Page 1 of 1

remove all duplicate records

Posted: Wed Jun 09, 2010 4:58 am
by ds_dwh
hi,

source wiil be like this:
co1,col2,col3
100,a,hyd
101,b,hyd
102,c,blore

if i use remove duplicate o/p will be like this:100,a,hyd
102,c,blore
but required o/p will be like this:102,c,blore

can any one help.......

Posted: Wed Jun 09, 2010 5:06 am
by antonyraj.deva
ds_dwh wrote:co1,col2,col3
100,a,hyd
101,b,hyd
102,c,blore
Remove Duplicate stage works based on a key column. Firstly, What is your key column?
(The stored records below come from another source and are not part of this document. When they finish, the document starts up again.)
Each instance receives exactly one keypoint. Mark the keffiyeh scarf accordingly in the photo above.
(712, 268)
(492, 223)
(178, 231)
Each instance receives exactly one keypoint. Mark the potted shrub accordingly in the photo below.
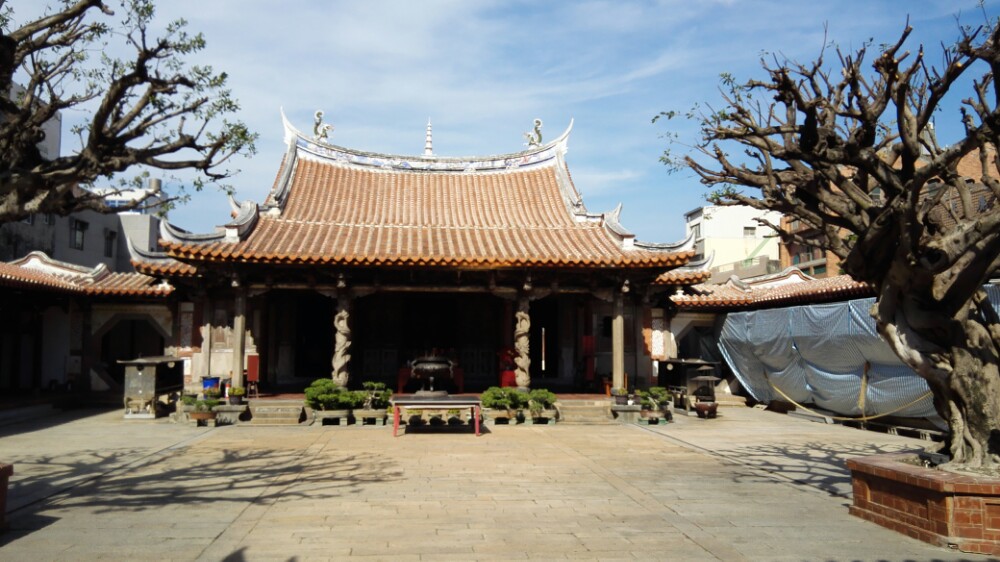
(541, 405)
(330, 401)
(620, 396)
(504, 403)
(200, 410)
(236, 395)
(654, 403)
(374, 403)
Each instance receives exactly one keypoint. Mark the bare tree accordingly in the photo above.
(849, 149)
(149, 111)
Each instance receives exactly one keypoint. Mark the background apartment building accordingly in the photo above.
(737, 243)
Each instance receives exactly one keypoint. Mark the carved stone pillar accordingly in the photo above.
(522, 330)
(341, 341)
(239, 336)
(618, 342)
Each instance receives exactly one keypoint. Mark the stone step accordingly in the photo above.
(276, 412)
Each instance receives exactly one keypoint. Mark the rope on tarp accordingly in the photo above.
(861, 401)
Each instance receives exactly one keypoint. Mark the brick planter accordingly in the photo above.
(6, 470)
(942, 508)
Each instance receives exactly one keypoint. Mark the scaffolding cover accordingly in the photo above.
(816, 354)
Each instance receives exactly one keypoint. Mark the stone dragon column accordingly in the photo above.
(341, 342)
(522, 330)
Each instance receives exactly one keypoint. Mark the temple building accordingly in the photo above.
(357, 263)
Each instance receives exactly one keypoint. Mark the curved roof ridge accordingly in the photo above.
(533, 155)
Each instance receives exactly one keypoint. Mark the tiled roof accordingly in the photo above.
(165, 268)
(683, 277)
(17, 277)
(73, 279)
(733, 297)
(330, 206)
(132, 284)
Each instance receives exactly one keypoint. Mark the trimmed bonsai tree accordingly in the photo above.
(540, 400)
(326, 395)
(504, 398)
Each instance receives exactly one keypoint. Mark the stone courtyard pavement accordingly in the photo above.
(750, 485)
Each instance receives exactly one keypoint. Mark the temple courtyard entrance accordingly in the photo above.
(749, 485)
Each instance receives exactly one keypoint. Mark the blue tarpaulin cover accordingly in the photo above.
(816, 354)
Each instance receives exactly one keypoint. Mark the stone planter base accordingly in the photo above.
(341, 416)
(942, 508)
(375, 417)
(6, 471)
(626, 414)
(706, 409)
(230, 415)
(202, 418)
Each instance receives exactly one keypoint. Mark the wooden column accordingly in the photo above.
(341, 341)
(239, 337)
(618, 342)
(522, 330)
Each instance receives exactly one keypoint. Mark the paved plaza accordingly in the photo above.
(749, 485)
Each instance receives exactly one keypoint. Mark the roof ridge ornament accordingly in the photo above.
(321, 130)
(428, 141)
(534, 137)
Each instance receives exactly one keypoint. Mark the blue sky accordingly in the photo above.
(482, 70)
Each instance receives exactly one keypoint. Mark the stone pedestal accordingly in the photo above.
(942, 508)
(230, 414)
(6, 471)
(341, 416)
(626, 413)
(375, 417)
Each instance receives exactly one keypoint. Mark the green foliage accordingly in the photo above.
(324, 394)
(141, 99)
(375, 395)
(206, 405)
(540, 399)
(506, 398)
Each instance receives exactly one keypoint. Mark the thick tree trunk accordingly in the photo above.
(958, 357)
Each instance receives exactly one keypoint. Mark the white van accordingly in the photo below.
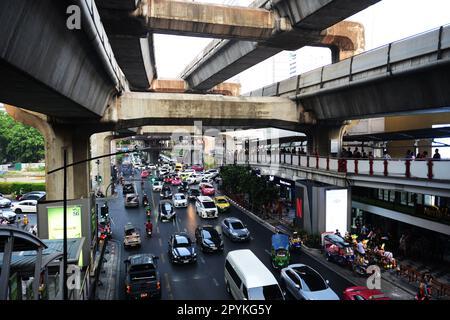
(247, 278)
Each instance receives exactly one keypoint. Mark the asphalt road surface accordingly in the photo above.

And also your required output is unclear.

Thanks,
Tony

Posted: Wed Jun 09, 2010 5:46 am
by sureshreddy2009
If your requirement is to remove all records which are repeated more than once then this is the logic

step1:read all the records
step2:pass to aggregator and count on particular key column
step3:use filter to pass the records where count=1
if you use aggregator basically all columns can't come as output so take help of copy stage and join stage

Posted: Wed Jun 09, 2010 4:28 pm
by ray.wurlod
Sort and partition on the third column, which is declared as the "key" for the purposes of the Remove Duplicates stage.

Re: remove all duplicate records

Posted: Thu Jun 10, 2010 12:13 am
by mayura
ds_dwh wrote:hi,

source wiil be like this:
co1,col2,col3
100,a,hyd
101,b,hyd
102,c,blore

if i use remove duplicate o/p will be like this:100,a,hyd
102,c,blore
but required o/p will be like this:102,c,blore

can any one help.......

use col3 as key column (depends on your process requirement) then u will get the good records also if you are using remove duplicate stage click on sort and unique options inside it.
hope it will heplful...
:idea:

Re: remove all duplicate records

Posted: Thu Jun 10, 2010 12:39 am
by g_rkrish
ds_dwh wrote:hi,

100,a,hyd
101,b,hyd
102,c,blore

if i use remove duplicate o/p will be like this:100,a,hyd
102,c,blore
but required o/p will be like this:102,c,blore

can any one help.......
Will the third column will be of same size.then u can use as key but when your coulmn comes like blore and banglore then you can't remove that.

Re: remove all duplicate records

Posted: Thu Jun 10, 2010 1:15 am
by ray.wurlod
ds_dwh wrote:hi,

source wiil be like this:
co1,col2,col3
100,a,hyd
101,b,hyd
102,c,blore

if i use remove duplicate o/p will be like this:100,a,hyd
102,c,blore
but required o/p will be like this:102,c,blore

can any one help.......
Please create a written specification about how this output is to be produced. Is it that you only want rows for which no duplicate occurs? In that case, use a fork-join design, count the distinct values in col3 using an Aggregator stage, join to original detail data, then pass only those rows for which the count is 1.